How to batch reranking requests
Quick answer
Use the
client.chat.completions.create method with multiple inputs in a single request by passing a batch of messages or queries. Batch reranking improves throughput by sending multiple candidate lists together to the gpt-4o or similar reranking-capable model in one API call.PREREQUISITES
Python 3.8+OpenAI API key (free tier works)pip install openai>=1.0
Setup
Install the official OpenAI Python SDK and set your API key as an environment variable.
pip install openai>=1.0 Step by step
This example shows how to batch reranking requests by sending multiple candidate lists in one call to the gpt-4o model. Each batch item contains a query and a list of candidates to rerank.
import os
from openai import OpenAI
client = OpenAI(api_key=os.environ["OPENAI_API_KEY"])
# Prepare batch of reranking requests
batch_requests = [
{
"query": "What is AI?",
"candidates": [
"AI is artificial intelligence.",
"AI stands for apple inc.",
"AI is a type of fruit."
]
},
{
"query": "Benefits of exercise",
"candidates": [
"Exercise improves health.",
"Exercise causes fatigue.",
"Exercise is bad for you."
]
}
]
# Format messages for batch reranking
messages = []
for item in batch_requests:
prompt = f"Rerank these candidates for the query: {item['query']}\nCandidates:\n"
for i, candidate in enumerate(item["candidates"], 1):
prompt += f"{i}. {candidate}\n"
prompt += "\nRank the candidates from best to worst by relevance, returning only the ordered indices separated by commas."
messages.append({"role": "user", "content": prompt})
# Send batch request
response = client.chat.completions.create(
model="gpt-4o",
messages=messages
)
# Extract and print reranking results
for i, choice in enumerate(response.choices):
print(f"Query: {batch_requests[i]['query']}")
print(f"Reranking order: {choice.message.content.strip()}")
print() output
Query: What is AI? Reranking order: 1, 2, 3 Query: Benefits of exercise Reranking order: 1, 2, 3
Common variations
- Use
asynccalls withasynciofor concurrent batch reranking. - Switch to other models like
gpt-4o-minifor cost efficiency. - Use prompt templates to standardize reranking instructions.
import asyncio
import os
from openai import OpenAI
client = OpenAI(api_key=os.environ["OPENAI_API_KEY"])

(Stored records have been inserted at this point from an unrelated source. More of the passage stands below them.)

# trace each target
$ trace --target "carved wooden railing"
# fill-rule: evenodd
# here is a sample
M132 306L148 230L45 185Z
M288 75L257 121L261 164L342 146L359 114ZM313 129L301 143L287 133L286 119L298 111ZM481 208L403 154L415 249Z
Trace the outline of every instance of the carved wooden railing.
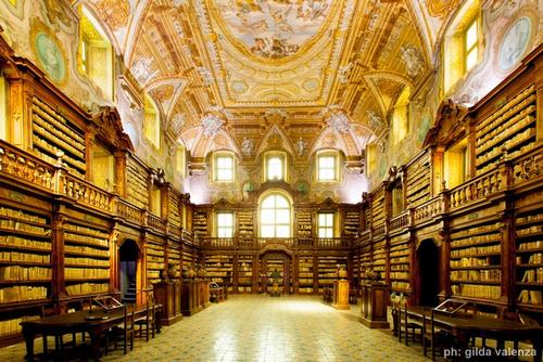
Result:
M451 210L469 205L504 190L507 184L506 173L502 169L495 169L460 184L450 191Z
M166 232L166 220L157 217L156 215L148 214L147 215L147 224L149 228Z
M211 247L230 247L238 244L238 240L235 237L206 237L201 240L202 246Z
M384 234L384 223L374 228L374 237Z
M407 228L411 223L409 210L405 210L400 215L391 218L389 221L389 231L400 230Z
M93 184L81 180L63 169L56 170L54 176L55 192L86 206L93 207L104 212L116 214L115 198Z
M513 184L518 185L543 176L543 145L513 161Z
M117 215L127 221L131 221L136 224L143 224L144 210L125 199L118 201Z
M317 238L318 247L350 247L352 240L348 237Z
M420 204L413 211L414 223L420 223L445 212L445 196L443 194Z
M31 182L48 191L54 190L54 167L27 152L0 141L0 173Z

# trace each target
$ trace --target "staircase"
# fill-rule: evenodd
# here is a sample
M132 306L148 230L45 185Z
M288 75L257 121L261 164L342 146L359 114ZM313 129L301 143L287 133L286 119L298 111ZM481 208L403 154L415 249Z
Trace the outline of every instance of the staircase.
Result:
M126 288L126 293L123 297L124 303L135 303L136 302L136 281L130 281L130 285Z

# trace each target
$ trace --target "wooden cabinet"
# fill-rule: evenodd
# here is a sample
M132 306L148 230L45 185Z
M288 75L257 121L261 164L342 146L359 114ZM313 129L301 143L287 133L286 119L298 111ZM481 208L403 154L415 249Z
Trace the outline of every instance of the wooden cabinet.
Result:
M161 323L171 325L182 319L181 283L161 282L153 284L156 302L162 305Z
M380 284L362 285L361 322L370 328L389 328L387 306L390 301L390 287Z

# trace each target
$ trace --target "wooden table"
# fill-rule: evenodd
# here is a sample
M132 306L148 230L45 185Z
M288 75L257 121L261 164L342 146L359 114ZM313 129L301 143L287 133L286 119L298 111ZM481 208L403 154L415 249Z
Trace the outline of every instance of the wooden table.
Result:
M162 310L161 305L156 305L155 310ZM147 305L135 306L135 319L144 316ZM93 320L90 320L93 319ZM23 337L26 342L26 360L34 360L34 339L37 335L59 336L72 333L86 332L90 335L91 348L94 361L100 360L100 337L112 326L122 324L124 321L123 308L105 312L102 309L83 310L74 313L45 316L39 320L22 322ZM160 318L156 318L160 321ZM156 325L160 333L160 323ZM45 349L47 349L47 338L45 338Z
M407 315L416 320L422 320L425 315L428 322L431 312L430 309L411 307L407 309ZM437 327L450 332L458 341L460 349L467 348L471 337L495 339L497 349L502 350L506 340L530 340L535 350L533 361L541 362L543 345L543 327L541 326L488 316L449 315L441 312L433 313L433 323Z

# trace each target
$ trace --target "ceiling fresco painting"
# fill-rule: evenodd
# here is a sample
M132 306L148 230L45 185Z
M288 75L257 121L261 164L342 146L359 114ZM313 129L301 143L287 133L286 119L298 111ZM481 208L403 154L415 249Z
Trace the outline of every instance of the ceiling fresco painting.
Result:
M303 155L333 145L361 157L388 131L404 87L416 89L431 69L406 0L86 4L117 37L126 67L172 124L166 129L198 157L224 145L250 159L270 129L280 129L293 156L301 144ZM217 132L202 121L210 114Z

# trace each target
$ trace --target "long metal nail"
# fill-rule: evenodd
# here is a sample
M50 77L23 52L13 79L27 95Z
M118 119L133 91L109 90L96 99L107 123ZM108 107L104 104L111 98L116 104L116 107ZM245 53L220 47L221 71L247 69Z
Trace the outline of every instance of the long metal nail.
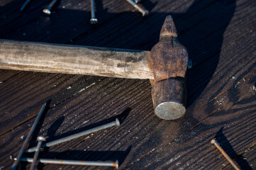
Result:
M128 1L132 6L133 6L134 8L138 9L143 14L143 16L145 16L150 13L148 10L144 8L144 7L143 7L138 4L136 4L136 3L135 1L133 1L133 0L126 0L126 1Z
M233 165L235 169L240 170L240 168L238 168L238 166L236 166L235 162L231 159L231 158L227 154L227 153L226 153L223 149L222 149L221 145L217 142L216 139L212 140L211 141L211 143L214 144L218 148L218 149L221 152L221 154L224 155L224 157L228 159L228 161Z
M23 4L23 5L21 6L21 12L22 12L25 8L28 6L28 4L31 1L31 0L27 0L26 1L26 2Z
M91 24L96 24L98 23L97 18L95 16L95 2L94 0L91 0Z
M26 140L25 140L25 141L23 142L23 144L21 147L20 152L18 154L17 159L14 162L14 163L13 164L13 166L11 167L11 170L16 169L17 165L18 164L22 155L24 153L25 149L27 148L27 147L28 145L28 142L30 140L30 138L31 138L31 137L32 137L32 135L33 135L33 132L34 132L34 131L35 130L36 125L38 125L38 123L39 122L39 120L41 118L41 115L42 115L43 111L45 110L45 106L46 106L46 103L45 103L42 106L41 110L40 110L40 112L38 113L38 117L36 118L36 119L35 119L35 120L34 122L34 124L33 124L33 126L31 128L30 131L28 133L28 135L26 138Z
M35 165L36 165L36 162L38 161L38 154L39 154L39 152L40 152L40 149L41 148L43 142L45 141L45 137L38 137L38 145L36 146L36 150L34 154L34 157L33 159L33 162L32 162L32 164L30 166L30 170L34 170Z
M43 10L43 12L47 15L47 16L50 16L52 12L51 12L51 10L53 7L53 6L56 4L57 0L52 0L52 1L50 4L50 5L46 8L44 8Z
M14 158L14 160L16 158ZM32 162L32 158L21 158L21 161ZM87 166L112 166L118 168L118 161L116 162L88 162L88 161L75 161L75 160L62 160L50 159L38 159L38 162L43 164L71 164L71 165L87 165Z
M138 4L138 3L139 3L140 1L141 1L141 0L134 0L134 1L135 1L136 4Z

async def batch_rerank_async(batch_requests):
messages = []
for item in batch_requests:
prompt = f"Rerank these candidates for the query: {item['query']}\nCandidates:\n"
for i, candidate in enumerate(item["candidates"], 1):
prompt += f"{i}. {candidate}\n"
prompt += "\nRank the candidates from best to worst by relevance, returning only the ordered indices separated by commas."
messages.append({"role": "user", "content": prompt})
response = await client.chat.completions.acreate(
model="gpt-4o-mini",
messages=messages
)
return [choice.message.content.strip() for choice in response.choices]
# Example usage
batch_requests = [
{"query": "Python benefits", "candidates": ["Easy to learn.", "Slow language.", "Popular."]},
{"query": "Best fruits", "candidates": ["Apple.", "Banana.", "Carrot."]}
]
async def main():
results = await batch_rerank_async(batch_requests)
for i, order in enumerate(results):
print(f"Query: {batch_requests[i]['query']}")
print(f"Reranking order: {order}\n")
asyncio.run(main()) output
Query: Python benefits Reranking order: 1, 3, 2 Query: Best fruits Reranking order: 2, 1, 3
Troubleshooting
- If you receive rate limit errors, reduce batch size or add retry logic with exponential backoff.
- Ensure your prompts clearly instruct the model to return only the ranking indices to simplify parsing.
- Check your API key environment variable is set correctly to avoid authentication errors.
Key Takeaways
- Batch reranking sends multiple queries with candidates in one API call to improve throughput.
- Format each batch item as a separate message with clear instructions for ranking.
- Use async calls for concurrent batch reranking to maximize efficiency.
- Choose models like
gpt-4oorgpt-4o-minibased on cost and performance needs. - Handle rate limits by adjusting batch size and implementing retries.